There was a complicated social protocol as well in the use of fans, ancient Chinese conventions essentially lost on most Britons, but Zhen had studied them because they would be most relevant when she returned to the Orient as a seductress. Drawing a closed fan along the cheek meant “I want you.” Touching the edge of the extended fan lightly with the fingers meant “I want to talk to you.” To tap the lips with a closed fan meant “kiss me.” None of these applied to the rangy British Romeo named Rowdy White who pushed his way into Zhen’s dormitory room one night, and stood amused as she held two puny folded fans in front of her, ready to defend herself. Rowdy’s cumulative experience with fans was limited to the big ostrich-feather variants used by the dancers in the strip clubs off High Street. When Rowdy reached to grab Zhen by the arm the black fan opened with a pop, deflecting his hand. Chuckling to himself, Rowdy again reached for her and the red fan snapped open, blocked his other arm, then folded in the blink of an eye, and snapped down across his wrist.
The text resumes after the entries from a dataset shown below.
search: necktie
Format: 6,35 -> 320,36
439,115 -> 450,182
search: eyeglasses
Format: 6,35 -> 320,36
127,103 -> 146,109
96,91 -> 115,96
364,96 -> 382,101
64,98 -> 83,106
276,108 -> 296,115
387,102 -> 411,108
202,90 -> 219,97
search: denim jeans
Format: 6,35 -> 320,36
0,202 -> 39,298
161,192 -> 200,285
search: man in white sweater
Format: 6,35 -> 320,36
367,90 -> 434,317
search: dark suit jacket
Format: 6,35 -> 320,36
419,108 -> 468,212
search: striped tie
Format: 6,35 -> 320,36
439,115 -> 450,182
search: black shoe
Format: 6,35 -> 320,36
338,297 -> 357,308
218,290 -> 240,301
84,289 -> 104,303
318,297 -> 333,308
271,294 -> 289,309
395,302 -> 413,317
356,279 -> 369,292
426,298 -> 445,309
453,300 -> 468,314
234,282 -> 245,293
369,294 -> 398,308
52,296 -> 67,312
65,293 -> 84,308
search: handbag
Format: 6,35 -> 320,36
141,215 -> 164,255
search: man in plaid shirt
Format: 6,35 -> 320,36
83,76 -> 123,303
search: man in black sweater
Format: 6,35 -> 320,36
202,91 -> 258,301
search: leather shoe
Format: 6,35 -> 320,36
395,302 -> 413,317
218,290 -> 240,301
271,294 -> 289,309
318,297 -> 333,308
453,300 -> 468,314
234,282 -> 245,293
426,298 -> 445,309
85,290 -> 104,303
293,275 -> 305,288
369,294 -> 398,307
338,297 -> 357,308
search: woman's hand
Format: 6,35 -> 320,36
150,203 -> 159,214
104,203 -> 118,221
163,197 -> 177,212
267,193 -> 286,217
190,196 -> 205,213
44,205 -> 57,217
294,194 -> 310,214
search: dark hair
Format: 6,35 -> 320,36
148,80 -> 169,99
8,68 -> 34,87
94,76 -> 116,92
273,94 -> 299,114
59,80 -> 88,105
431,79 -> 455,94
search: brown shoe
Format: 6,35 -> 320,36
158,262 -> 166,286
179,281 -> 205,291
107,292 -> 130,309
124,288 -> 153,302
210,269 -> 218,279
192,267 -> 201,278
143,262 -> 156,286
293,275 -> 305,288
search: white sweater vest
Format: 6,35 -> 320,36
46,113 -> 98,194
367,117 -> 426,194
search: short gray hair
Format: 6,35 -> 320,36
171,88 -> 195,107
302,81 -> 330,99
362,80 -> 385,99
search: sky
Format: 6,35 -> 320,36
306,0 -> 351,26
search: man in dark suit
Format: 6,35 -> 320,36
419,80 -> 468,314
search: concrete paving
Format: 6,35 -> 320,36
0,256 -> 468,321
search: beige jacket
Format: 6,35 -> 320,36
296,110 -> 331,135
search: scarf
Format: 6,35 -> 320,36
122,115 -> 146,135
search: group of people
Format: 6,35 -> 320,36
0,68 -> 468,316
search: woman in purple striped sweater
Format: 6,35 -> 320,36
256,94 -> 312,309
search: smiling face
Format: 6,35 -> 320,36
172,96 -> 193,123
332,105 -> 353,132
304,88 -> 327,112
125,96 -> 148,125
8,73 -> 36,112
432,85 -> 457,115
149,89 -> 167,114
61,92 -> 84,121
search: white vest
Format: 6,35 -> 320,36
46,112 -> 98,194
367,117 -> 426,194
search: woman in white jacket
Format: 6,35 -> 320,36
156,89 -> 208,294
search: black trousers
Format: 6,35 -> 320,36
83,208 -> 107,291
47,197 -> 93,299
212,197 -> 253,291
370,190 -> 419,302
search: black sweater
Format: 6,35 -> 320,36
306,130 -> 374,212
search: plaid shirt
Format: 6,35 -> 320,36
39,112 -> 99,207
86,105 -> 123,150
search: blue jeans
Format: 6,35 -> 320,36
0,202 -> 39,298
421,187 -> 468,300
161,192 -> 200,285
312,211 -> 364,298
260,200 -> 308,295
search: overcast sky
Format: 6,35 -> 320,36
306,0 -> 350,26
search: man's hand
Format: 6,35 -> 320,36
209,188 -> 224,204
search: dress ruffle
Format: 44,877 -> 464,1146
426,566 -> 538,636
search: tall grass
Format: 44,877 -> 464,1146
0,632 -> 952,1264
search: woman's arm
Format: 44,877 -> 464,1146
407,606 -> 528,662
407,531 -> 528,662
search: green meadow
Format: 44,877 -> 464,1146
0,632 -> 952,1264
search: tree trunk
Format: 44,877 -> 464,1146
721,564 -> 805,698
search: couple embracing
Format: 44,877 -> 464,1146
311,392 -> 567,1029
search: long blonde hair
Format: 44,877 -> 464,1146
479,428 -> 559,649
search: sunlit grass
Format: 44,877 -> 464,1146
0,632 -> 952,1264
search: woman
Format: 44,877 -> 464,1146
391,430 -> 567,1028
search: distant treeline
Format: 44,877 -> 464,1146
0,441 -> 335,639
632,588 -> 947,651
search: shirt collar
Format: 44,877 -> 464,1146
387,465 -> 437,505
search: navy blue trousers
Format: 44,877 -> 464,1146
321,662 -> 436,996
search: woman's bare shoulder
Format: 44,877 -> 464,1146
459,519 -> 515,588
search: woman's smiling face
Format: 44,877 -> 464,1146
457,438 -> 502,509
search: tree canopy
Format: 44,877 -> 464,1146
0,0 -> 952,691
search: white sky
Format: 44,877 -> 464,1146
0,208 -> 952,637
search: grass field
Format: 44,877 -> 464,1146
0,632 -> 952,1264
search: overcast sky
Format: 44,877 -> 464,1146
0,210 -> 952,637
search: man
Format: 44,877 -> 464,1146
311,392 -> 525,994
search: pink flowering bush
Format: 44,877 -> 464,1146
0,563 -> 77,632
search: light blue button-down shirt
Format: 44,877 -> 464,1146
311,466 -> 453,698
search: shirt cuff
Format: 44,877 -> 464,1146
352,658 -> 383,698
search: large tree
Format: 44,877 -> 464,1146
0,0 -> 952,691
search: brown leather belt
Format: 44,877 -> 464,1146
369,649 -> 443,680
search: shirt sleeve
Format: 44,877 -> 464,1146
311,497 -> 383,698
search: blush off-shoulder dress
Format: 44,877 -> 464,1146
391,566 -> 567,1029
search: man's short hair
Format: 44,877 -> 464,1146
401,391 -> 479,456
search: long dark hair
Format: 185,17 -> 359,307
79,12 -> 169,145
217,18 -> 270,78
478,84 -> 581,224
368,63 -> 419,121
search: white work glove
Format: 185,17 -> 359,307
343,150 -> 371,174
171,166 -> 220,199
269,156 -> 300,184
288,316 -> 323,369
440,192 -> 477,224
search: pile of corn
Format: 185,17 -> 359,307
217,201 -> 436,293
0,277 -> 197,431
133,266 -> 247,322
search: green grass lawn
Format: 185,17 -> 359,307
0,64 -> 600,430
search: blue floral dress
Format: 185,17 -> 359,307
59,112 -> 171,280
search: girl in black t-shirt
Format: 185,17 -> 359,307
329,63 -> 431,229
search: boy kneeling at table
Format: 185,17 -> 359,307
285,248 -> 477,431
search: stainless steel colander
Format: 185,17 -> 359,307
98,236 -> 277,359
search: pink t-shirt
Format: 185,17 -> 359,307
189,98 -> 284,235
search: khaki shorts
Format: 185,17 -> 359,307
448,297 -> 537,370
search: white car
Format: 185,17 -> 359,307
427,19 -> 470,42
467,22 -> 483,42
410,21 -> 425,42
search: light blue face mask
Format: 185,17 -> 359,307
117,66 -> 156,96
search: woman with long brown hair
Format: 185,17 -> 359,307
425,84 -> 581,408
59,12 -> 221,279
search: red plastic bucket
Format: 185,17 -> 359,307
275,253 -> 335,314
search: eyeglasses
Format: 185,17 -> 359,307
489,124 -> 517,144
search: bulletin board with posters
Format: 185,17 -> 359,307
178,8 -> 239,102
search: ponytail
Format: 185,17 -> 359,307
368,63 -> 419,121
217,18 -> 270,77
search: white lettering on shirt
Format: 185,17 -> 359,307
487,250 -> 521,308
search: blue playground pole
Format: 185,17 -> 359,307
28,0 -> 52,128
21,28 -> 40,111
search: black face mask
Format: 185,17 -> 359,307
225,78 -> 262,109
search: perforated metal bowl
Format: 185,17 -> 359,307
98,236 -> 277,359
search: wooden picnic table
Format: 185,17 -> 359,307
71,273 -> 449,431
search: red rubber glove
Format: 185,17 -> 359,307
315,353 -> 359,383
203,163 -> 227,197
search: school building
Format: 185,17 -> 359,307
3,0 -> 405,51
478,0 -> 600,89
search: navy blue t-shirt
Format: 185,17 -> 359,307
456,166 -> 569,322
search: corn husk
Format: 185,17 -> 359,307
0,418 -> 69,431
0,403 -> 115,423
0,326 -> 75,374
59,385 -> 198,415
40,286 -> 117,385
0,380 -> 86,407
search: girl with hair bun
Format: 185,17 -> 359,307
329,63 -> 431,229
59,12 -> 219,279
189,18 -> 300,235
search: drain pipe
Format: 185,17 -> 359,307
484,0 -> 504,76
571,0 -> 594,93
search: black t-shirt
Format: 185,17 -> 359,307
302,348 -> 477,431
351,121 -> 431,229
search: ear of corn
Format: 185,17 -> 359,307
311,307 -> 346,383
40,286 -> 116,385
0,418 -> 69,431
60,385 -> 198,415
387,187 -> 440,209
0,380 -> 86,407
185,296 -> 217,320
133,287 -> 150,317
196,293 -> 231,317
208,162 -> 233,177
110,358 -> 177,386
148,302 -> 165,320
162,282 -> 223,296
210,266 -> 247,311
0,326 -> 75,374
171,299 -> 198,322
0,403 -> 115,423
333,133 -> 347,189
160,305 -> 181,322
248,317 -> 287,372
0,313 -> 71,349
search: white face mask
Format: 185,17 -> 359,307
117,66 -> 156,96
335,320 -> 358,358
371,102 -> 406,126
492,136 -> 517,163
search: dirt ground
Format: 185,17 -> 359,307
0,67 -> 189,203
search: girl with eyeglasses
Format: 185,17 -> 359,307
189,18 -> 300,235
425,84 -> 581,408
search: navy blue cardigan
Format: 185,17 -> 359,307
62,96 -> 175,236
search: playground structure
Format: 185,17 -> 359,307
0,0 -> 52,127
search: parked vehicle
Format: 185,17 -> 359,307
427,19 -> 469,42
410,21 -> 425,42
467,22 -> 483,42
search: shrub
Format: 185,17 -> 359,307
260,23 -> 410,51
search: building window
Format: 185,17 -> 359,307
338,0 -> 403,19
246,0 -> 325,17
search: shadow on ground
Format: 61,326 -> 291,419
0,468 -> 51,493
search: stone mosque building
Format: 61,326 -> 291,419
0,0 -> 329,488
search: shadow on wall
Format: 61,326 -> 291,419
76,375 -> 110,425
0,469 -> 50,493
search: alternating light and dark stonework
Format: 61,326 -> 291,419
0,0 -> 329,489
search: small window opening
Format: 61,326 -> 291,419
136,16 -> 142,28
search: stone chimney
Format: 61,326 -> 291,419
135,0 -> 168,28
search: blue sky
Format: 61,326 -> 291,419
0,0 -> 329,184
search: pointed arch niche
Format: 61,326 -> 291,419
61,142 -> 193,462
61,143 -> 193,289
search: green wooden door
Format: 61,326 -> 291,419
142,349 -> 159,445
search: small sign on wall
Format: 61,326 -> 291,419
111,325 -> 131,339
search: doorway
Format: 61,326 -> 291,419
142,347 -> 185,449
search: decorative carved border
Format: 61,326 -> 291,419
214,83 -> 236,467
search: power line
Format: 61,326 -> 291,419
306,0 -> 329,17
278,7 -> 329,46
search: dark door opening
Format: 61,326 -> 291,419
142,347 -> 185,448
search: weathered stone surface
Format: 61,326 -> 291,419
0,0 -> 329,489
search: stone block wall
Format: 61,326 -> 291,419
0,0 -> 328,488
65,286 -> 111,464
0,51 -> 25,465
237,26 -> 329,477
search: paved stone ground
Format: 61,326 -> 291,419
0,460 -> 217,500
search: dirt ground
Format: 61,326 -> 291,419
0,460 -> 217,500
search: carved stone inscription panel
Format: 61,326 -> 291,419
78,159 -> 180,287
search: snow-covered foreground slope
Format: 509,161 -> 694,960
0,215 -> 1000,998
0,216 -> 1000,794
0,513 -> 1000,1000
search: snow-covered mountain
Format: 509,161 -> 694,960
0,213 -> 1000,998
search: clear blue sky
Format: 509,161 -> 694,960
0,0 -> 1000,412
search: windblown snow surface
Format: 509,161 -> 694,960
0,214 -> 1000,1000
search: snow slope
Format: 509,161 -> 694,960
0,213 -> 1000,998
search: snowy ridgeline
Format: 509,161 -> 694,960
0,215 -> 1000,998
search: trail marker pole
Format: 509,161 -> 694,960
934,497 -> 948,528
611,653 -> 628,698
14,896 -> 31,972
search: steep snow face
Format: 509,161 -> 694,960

That hurt. He snarled, stepped forward, arms extended, and both fans snapped open with a clatter like pigeons taking flight in a park, and the leading edge of one fan was raked across his face an inch above his eyebrows, slicing his forehead and blinding him as blood streamed into his eyes and down his cheeks. It was Zhènniǎo’s first blood, and she was mildly surprised how easy it had been.